James Surowiecki wrote a great piece for the New Yorker’s  Financial Page  in which he explains very clearly why credit cards companies need regulation as badly as the other financial markets.

It’s little wonder, then, that credit-card companies are now scrambling to shed the customers they think are most likely to default, and to limit the amount that others can spend. In effect, they’re trying to follow the advice given by Larry Selden and Geoffrey Colvin in a book called “Angel Customers & Demon Customers.” Not all customers are equal, it turns out: some are tremendously profitable, while others, like the guy who calls customer service six times a day to check his account balance, cost more than they’re worth. To boost profits, you must cultivate the angels and protect yourself against the demons.

That sounds easy enough. But credit-card companies have created a strange business, in which there’s a fine line between good and bad customers. Their best customers aren’t those who dutifully pay off their balance every month; instead, they’re the ones who charge a lot and pay only a little every month, carrying a sizable balance and racking up interest charges and late fees. These are the “revolvers,” and the credit-card business feeds on them. Credit-card companies don’t necessarily want revolvers to pay off their debts; if they did, there’d be no interest or fees to collect. They want their loans to be, in the words of a banking regulator, “a perpetual earning asset.”

One of the things that credit card companies are doing is increasing interest rates – even on money borrowed at a lower rate.

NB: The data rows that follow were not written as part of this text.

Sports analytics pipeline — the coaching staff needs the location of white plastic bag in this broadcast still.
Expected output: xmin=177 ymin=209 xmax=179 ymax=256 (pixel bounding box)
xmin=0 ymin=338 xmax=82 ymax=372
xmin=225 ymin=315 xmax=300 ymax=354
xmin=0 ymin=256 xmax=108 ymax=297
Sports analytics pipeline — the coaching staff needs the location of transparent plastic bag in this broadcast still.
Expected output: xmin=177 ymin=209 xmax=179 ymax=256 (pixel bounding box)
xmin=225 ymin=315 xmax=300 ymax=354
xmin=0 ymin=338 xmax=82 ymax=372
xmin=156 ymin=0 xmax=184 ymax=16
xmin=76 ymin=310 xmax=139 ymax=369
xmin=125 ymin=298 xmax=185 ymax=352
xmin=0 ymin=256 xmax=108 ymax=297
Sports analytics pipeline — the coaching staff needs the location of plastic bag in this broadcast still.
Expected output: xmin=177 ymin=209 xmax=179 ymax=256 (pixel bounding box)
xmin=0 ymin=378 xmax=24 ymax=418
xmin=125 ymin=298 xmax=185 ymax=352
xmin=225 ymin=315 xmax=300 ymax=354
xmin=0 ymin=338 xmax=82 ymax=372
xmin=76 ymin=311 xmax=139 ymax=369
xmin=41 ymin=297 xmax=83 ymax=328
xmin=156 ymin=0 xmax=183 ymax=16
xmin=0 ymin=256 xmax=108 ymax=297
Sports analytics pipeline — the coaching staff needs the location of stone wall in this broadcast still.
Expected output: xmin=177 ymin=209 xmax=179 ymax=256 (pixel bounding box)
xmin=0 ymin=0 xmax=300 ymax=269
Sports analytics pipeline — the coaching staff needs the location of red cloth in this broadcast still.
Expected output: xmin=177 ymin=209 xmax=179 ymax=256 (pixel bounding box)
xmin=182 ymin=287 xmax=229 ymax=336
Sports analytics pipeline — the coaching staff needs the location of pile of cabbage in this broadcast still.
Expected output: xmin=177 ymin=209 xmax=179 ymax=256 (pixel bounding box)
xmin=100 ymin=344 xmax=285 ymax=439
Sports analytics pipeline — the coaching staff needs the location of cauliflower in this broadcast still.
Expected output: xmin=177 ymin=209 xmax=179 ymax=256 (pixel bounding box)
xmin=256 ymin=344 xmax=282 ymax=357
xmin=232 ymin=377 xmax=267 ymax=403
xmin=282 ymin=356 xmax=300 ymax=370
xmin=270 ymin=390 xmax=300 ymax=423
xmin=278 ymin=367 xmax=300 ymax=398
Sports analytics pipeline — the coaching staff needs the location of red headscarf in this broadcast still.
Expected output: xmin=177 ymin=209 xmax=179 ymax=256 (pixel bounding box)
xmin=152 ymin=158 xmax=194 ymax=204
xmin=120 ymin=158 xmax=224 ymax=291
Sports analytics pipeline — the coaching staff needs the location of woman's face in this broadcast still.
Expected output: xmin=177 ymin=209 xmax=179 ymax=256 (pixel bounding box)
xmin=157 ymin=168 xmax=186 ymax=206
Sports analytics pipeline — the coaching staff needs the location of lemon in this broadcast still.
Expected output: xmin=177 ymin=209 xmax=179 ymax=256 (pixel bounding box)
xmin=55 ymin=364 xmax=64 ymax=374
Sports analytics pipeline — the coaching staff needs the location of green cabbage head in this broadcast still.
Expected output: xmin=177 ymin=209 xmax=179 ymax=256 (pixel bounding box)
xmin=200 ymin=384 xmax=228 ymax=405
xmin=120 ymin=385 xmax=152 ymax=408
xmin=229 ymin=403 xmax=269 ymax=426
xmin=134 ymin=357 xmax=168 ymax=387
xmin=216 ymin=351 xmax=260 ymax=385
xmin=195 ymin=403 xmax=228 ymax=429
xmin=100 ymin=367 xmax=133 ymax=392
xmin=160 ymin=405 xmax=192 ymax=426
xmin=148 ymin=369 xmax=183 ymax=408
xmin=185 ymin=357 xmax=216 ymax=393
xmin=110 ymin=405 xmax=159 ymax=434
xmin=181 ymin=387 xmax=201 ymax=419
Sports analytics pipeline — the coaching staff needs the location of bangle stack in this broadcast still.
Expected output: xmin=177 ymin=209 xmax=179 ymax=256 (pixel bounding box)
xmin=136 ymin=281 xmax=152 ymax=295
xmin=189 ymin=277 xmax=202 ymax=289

This increase is partly a response to the greater risk of default, but it also takes advantage of the recession. Many cardholders don’t have enough money to pay off their balance in full, so when interest rates rise they aren’t able to just close their account and get a different card. Effectively, they’re captive customers. And since credit-card companies, unlike most lenders, are allowed to change the terms of their loans at any time, people who borrowed a big chunk of money at, say, nine per cent may now be paying seventeen per cent on the loan.

These tactics are not going to improve the credit-card industry’s dismal reputation. They’re also not going to help an economy in recession, since reduced credit lines take away an important cushion for consumer spending, and higher interest rates and increased fees are likely to drive more people to default. But the odd thing is that while less access to revolving credit is a bad thing for us in the short run, having people rely less on credit cards is a good thing in the long run.

Will Congress and the administration step up to help ease this transition?  A good first step would be higher rates only on new balances to let people pay off the old ones at a reasonable rate – both time and interest.